• Competitor rules

    Please remember that any mention of competitors, hinting at competitors or offering to provide details of competitors will result in an account suspension. The full rules can be found under the 'Terms and Rules' link in the bottom right corner of your screen. Just don't mention competitors in any way, shape or form and you'll be OK.

Poll: ** The AMD VEGA Thread **

On or off the hype train?

  • (off) Train has derailed

    Votes: 207 39.2%
  • (on) Overcrowding, standing room only

    Votes: 100 18.9%
  • (never ever got on) Chinese escalator

    Votes: 221 41.9%

  • Total voters
    528
Status
Not open for further replies.
Removal of what limitation?


no one is going to sell a GPU that has a massive total die area, even if it is composed of many smaller dies.




there are also some fundamental issues in even scaling something that larger. the Nvidia Volta GV100 is limited in 2 ways, the die can't physically be made any bigger, but also the interposer is at the maximum size. Actually the HBM2 memory chips supposedly overhang the interposer because the interposer can't be made any bigger.


And then there are some unfortunate practicalities.

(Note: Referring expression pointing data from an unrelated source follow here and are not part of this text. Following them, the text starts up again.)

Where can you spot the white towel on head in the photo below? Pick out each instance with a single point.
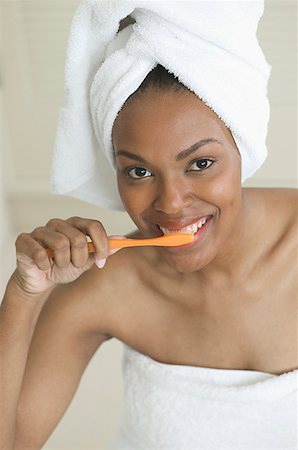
(211, 46)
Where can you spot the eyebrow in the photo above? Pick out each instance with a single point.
(181, 155)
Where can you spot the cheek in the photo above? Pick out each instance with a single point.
(134, 198)
(226, 188)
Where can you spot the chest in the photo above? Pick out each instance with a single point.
(242, 327)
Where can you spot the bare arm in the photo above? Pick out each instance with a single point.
(44, 346)
(60, 350)
(18, 316)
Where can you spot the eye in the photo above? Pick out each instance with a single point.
(201, 164)
(138, 172)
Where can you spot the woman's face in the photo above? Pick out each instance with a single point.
(178, 170)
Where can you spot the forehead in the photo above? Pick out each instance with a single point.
(168, 117)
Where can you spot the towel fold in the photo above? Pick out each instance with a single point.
(210, 46)
(172, 407)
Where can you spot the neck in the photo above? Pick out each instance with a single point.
(237, 259)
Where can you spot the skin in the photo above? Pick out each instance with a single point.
(227, 301)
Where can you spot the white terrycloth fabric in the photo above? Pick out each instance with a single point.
(211, 46)
(185, 408)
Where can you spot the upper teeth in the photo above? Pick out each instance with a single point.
(190, 229)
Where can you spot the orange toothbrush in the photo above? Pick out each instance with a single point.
(170, 240)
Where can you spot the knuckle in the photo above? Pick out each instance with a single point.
(79, 241)
(39, 255)
(38, 231)
(61, 243)
(95, 226)
(53, 222)
(21, 238)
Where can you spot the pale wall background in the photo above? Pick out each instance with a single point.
(33, 41)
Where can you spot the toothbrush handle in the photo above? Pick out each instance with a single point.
(162, 241)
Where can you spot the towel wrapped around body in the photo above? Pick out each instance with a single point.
(172, 407)
(210, 46)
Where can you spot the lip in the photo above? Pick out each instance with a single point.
(199, 236)
(177, 226)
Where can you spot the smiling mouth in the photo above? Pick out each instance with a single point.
(190, 229)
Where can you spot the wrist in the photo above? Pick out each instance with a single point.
(16, 292)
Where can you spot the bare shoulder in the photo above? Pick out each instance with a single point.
(96, 299)
(278, 202)
(281, 212)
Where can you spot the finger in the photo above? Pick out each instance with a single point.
(58, 242)
(77, 241)
(28, 249)
(95, 230)
(115, 236)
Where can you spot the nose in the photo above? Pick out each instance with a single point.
(172, 197)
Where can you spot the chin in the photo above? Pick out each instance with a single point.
(187, 263)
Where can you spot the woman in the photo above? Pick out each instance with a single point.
(223, 306)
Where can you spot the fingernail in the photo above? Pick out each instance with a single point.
(100, 262)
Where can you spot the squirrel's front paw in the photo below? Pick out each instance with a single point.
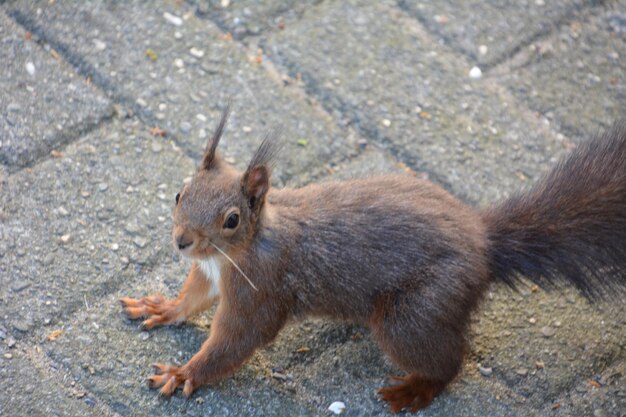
(170, 378)
(159, 310)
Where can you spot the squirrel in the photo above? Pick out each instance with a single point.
(395, 253)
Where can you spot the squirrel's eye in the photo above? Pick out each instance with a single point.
(232, 221)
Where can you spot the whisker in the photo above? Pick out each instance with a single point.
(235, 265)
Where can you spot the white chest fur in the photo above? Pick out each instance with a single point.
(212, 270)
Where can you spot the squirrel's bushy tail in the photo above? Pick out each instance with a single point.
(570, 227)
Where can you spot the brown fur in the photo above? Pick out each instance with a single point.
(396, 253)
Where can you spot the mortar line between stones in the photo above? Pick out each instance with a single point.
(495, 89)
(100, 81)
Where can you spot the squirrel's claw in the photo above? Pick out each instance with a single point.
(169, 378)
(159, 310)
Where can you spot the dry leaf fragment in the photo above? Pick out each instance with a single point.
(157, 131)
(151, 54)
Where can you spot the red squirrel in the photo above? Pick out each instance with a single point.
(395, 253)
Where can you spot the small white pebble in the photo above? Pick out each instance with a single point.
(99, 45)
(337, 407)
(30, 68)
(198, 53)
(173, 19)
(475, 73)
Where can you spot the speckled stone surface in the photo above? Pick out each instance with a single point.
(356, 88)
(43, 102)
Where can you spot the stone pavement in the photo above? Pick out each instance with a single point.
(356, 87)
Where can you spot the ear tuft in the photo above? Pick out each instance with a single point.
(209, 151)
(256, 179)
(256, 183)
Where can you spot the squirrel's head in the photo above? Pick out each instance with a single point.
(220, 207)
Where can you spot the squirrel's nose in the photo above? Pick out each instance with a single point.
(183, 242)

E.g., ets say you put 2 dies on one interposer with shared HBM memory. If both GPUs need the same resource like a texture to render a part of the scene then the data will be dupicated to each GPU, the bandwidth is shared between GPUs so each GPU is effectively getting half the bandwidth it would have had if it was operating alone. This is why crossfire does work, because the memory is duplicated then the effective bandwidth is duplicated. If you don't scale the memory then you don't scale performance.

That's the limitation they're removing, the limitation of single monolithic die size. They could possibly create multiple smaller chips that equate to a much larger than possible current single die. This will bring cost reductions and performance benefits.

I understand it won't be a linear performance increase even if they get it working well, but theoretically it could limit or eliminate the barrier of die size/cost/failure rate which the industry has been at for the last 5 years or so.
 
Does anyone know if AMD have explained why there is such a chronic shortage other than mining, it is not like the cards are coming into stock then going out from what I can see. Could a member of ocuk staff shed some light on the situation, have they been on order from the supplier and nothing turned up or are ocuk just not ordering because the wholesale price is through the roof?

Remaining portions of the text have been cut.